Los retos de cumplimiento
Creado a partir de solicitudes del Grupo de los 8 y el grupo de los 20, el CRS persigue luchar contra la evasión de impuestos, sobre la base de condiciones equitativas, dice Saint-Amans.
Los intercambios de información en el marco del mismo se efectúan en septiembre de cada año.
“Hasta el momento, 100 jurisdicciones se han comprometido a implementar el intercambio automático de información de CRS entre 2017 y 2018”, relata el francés.
Para facilitar  la adopción de CRS, este se inspira en FATCA, con la diferencia que supone la tarea de involucrar a un amplio y heterogéneo grupo de países.
A pesar de esta relación estrecha, las instituciones financieras en la región deberán cumplir con ambos al mismo tiempo.
Las entidades financieras deben certificar ante el  IRS el cumplimiento de FATCA, en 2018. Mientras se ponen al día con esta labor pueden dar pasos para avanzar en CRS, aconseja Deloitte.
Por ejemplo, en la información que las instituciones financieras captan de sus clientes, desde ya se puede solicitar la residencia fiscal, en lugar de limitarse a cuestionarlo si es o no contribuyente en Estados Unidos.

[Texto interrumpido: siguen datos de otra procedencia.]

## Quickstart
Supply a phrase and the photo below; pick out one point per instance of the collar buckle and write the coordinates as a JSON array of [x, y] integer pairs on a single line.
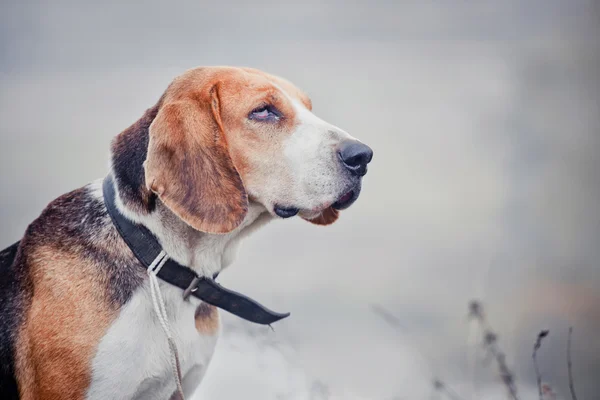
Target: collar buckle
[[192, 287]]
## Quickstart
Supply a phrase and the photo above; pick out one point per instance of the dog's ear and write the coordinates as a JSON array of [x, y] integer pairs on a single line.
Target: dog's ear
[[189, 167], [327, 217]]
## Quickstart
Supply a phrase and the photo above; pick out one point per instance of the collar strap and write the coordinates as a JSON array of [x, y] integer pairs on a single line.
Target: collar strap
[[146, 249]]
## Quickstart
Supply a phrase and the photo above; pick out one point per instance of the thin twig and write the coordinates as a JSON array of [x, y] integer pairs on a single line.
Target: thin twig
[[536, 346], [570, 366], [490, 342], [443, 388]]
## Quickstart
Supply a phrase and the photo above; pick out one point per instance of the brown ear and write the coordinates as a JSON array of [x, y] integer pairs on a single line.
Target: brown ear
[[189, 167], [327, 217]]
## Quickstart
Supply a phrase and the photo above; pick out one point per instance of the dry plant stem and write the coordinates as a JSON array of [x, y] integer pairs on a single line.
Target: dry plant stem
[[570, 366], [490, 342], [536, 347]]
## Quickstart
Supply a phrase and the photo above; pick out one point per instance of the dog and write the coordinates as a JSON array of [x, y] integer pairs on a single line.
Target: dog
[[224, 151]]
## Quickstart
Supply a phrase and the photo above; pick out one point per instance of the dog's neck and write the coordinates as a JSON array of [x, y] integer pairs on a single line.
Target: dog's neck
[[205, 253]]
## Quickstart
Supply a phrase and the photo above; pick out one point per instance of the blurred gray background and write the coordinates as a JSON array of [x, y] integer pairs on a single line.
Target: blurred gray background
[[484, 117]]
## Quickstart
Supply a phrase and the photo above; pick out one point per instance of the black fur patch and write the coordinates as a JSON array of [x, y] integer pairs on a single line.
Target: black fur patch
[[79, 222], [129, 150], [11, 310]]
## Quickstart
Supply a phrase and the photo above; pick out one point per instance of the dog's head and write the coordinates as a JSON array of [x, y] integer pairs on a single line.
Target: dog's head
[[225, 136]]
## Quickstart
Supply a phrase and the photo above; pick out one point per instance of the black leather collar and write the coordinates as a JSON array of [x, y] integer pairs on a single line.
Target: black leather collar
[[146, 248]]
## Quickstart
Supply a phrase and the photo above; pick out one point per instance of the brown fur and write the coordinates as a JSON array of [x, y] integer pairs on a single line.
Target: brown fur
[[67, 318], [207, 319]]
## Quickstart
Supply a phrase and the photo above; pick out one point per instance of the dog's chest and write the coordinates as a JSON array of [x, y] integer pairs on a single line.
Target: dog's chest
[[133, 359]]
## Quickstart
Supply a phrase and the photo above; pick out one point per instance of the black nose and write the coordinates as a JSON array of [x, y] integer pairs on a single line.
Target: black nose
[[355, 156]]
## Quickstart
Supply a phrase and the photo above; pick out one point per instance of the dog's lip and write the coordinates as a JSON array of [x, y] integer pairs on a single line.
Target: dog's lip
[[347, 199], [285, 212]]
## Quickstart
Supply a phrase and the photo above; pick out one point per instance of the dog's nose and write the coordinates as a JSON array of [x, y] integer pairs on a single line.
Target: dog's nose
[[355, 156]]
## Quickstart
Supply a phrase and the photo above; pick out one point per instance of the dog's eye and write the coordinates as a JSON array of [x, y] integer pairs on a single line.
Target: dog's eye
[[265, 113]]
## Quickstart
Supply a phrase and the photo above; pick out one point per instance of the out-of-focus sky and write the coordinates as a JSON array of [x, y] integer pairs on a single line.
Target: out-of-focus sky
[[485, 121]]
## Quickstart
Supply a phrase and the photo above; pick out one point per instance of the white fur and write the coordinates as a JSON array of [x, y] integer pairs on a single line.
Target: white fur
[[132, 360]]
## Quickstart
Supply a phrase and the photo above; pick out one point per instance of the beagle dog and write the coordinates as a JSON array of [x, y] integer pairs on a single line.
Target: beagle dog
[[224, 151]]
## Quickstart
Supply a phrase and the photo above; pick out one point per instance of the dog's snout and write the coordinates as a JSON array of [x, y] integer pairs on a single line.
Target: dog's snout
[[355, 156]]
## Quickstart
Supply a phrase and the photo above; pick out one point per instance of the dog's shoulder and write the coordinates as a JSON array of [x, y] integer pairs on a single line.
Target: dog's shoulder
[[75, 274]]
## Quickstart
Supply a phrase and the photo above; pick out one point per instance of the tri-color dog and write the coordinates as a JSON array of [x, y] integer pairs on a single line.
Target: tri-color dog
[[223, 151]]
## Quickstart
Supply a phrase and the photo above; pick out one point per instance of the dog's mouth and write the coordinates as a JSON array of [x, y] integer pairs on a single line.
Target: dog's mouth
[[343, 202], [346, 200]]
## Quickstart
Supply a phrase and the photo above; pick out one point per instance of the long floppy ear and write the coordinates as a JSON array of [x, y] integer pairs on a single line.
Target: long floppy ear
[[188, 166], [327, 217]]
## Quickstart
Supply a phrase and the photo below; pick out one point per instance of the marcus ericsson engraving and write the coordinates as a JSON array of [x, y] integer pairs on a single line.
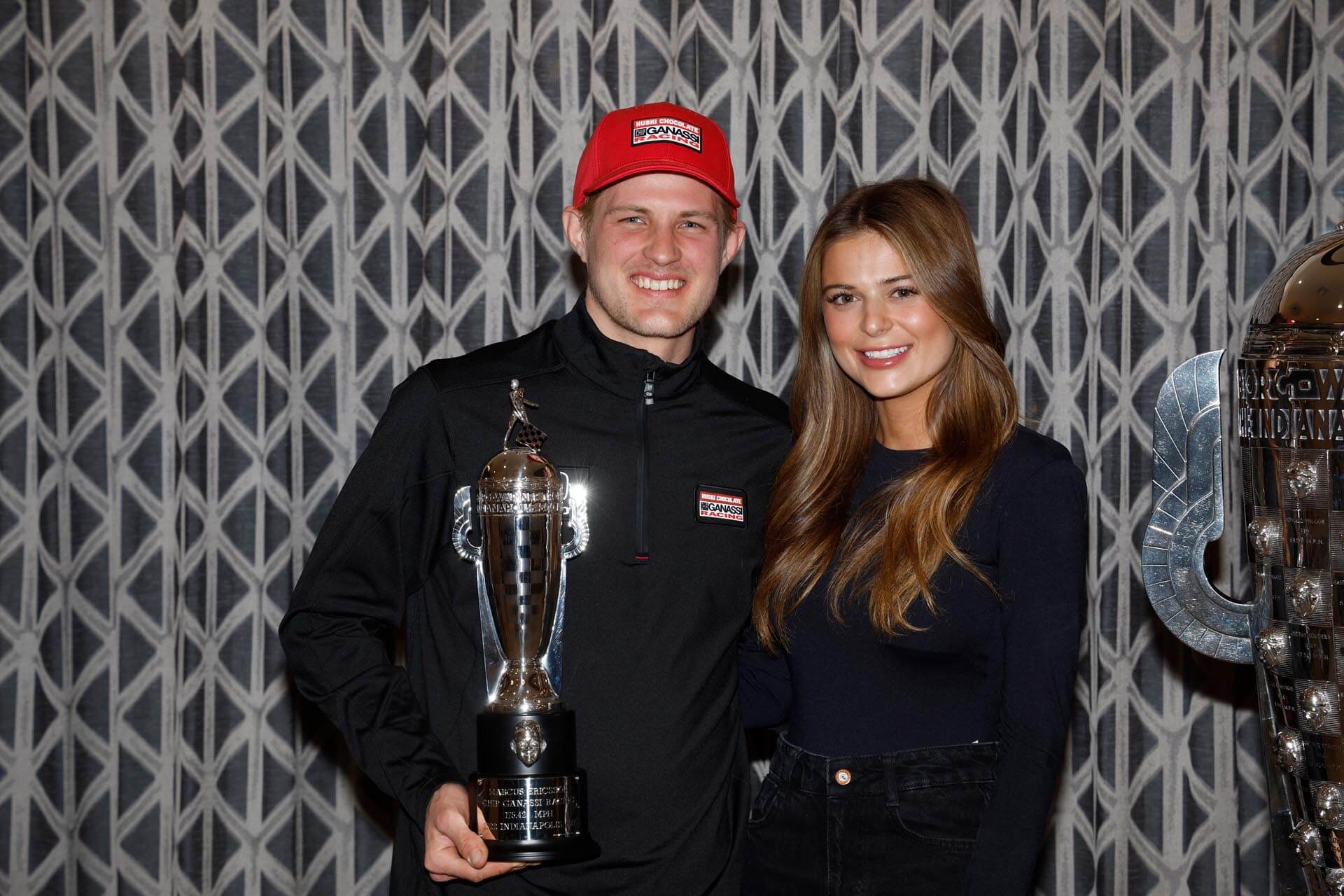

“Usted podría tener ya documentados a todos los clientes y en el futuro se ahorrará mucho dinero al adoptar CRS porque no tendría que empezar a cambiar todo”, sugiere Blen.

Los retos  de cumplir CRS
• Para aplicar CRS, los países necesitan considerar cinco elementos básicos: el marco legal internacional, la legislación nacional, la confidencialidad y salvaguarda de datos en la administración tributaria, una adecuada infraestructura de tecnologías de información, así como el cumplimiento de las instituciones financieras.
• “Dependiendo del país que la implemente, cualquiera de estos aspectos puede ser un desafío”, plantea Saint-Amans, de la OCDE. Los países que lo requieran recibirán asistencia.
• Una institución financiera que no adopte estas normas, en el futuro  podría sufrir consecuencias en sus operaciones internacionales, dice dice Óscar Jasaui, presidente de Pacific Credit Rating. Desde la perspectiva de las calificadoras de riesgo este será un elemento para ser tomado en cuenta.